Per-process GPU memory overhead

We have an application with a CUDA-optimized machine-learning component that has worked well in medium-scale deployment for several years. As we scale up now to larger deployments, we are having a problem with per-process GPU memory overhead.

The problem is that each Linux process attached to a GPU consumes more than 120 megabytes of memory in that GPU, just in driver overhead before our application runs. We observe roughly the same overhead in releases 3.1, 3.2, and 4.0. Is this overhead intentional and expected, or is it some bug or misconfiguration on our part?

For background, our machine-learning component runs in N processes, one for each CPU core available, launching CUDA kernels as needed on a GPU attached to that process/core. This architecture does a good job of balancing the load between CPU and GPU resources. Our CUDA kernels are simple and fast, using relatively little memory (ten megabytes or so), with no special sharing or concurrency features required.

Our “medium-scale” deployments would typically use servers with 4-8 processor cores and 1 or 2 2gb Fermi cards. Now that demands are higher and CPUs are denser, we’re moving to servers with 24-96 cores, and these configurations with 24-96 processes are requiring 3 to 12 gigabytes of GPU memory before the first application byte is allocated. That’s too much.
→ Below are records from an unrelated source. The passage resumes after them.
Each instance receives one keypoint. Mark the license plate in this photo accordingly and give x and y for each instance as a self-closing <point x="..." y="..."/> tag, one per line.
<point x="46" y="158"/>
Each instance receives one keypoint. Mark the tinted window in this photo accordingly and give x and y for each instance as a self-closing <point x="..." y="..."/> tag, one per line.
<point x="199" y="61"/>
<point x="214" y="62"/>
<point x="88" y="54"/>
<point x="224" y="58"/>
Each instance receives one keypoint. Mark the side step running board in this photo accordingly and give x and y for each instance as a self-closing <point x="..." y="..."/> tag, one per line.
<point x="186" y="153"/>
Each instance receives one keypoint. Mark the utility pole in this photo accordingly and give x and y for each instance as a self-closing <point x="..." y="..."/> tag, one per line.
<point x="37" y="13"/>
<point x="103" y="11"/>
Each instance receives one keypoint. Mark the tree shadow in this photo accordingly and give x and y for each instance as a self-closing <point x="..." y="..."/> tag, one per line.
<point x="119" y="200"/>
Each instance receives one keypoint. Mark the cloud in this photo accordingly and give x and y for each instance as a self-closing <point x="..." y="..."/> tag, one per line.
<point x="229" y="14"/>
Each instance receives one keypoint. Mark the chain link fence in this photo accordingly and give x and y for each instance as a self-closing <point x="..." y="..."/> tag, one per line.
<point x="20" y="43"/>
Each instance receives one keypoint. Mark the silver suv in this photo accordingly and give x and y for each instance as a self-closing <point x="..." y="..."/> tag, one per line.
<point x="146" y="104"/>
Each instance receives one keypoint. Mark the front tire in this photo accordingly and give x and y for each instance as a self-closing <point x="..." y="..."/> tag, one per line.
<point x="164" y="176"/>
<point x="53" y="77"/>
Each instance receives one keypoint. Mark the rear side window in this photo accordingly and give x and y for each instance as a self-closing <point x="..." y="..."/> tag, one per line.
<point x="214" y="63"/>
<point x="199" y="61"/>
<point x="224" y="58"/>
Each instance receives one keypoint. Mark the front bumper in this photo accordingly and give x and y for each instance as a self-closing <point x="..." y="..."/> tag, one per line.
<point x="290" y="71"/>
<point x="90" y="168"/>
My guess is that there is one CUDA context created per process in its selected GPU. Each CUDA context has a virtual address space (in 4.0 UVA) encompassing all the GPU memories and exactly one Linux process address space, and each CUDA context has a large overhead of GPU-resident data structure. Is that correct, a context can be shared between CPU threads that share the same address space, but not between CPU threads that have a different address space? Does it matter whether we’re using the C API or driver API?

If this is true, the recommendation that CUDA contexts are analagous to CPU processes is very misleading, and should be revised to recommend using as few contexts as possible. Is this in fact the intended direction?

Thank you.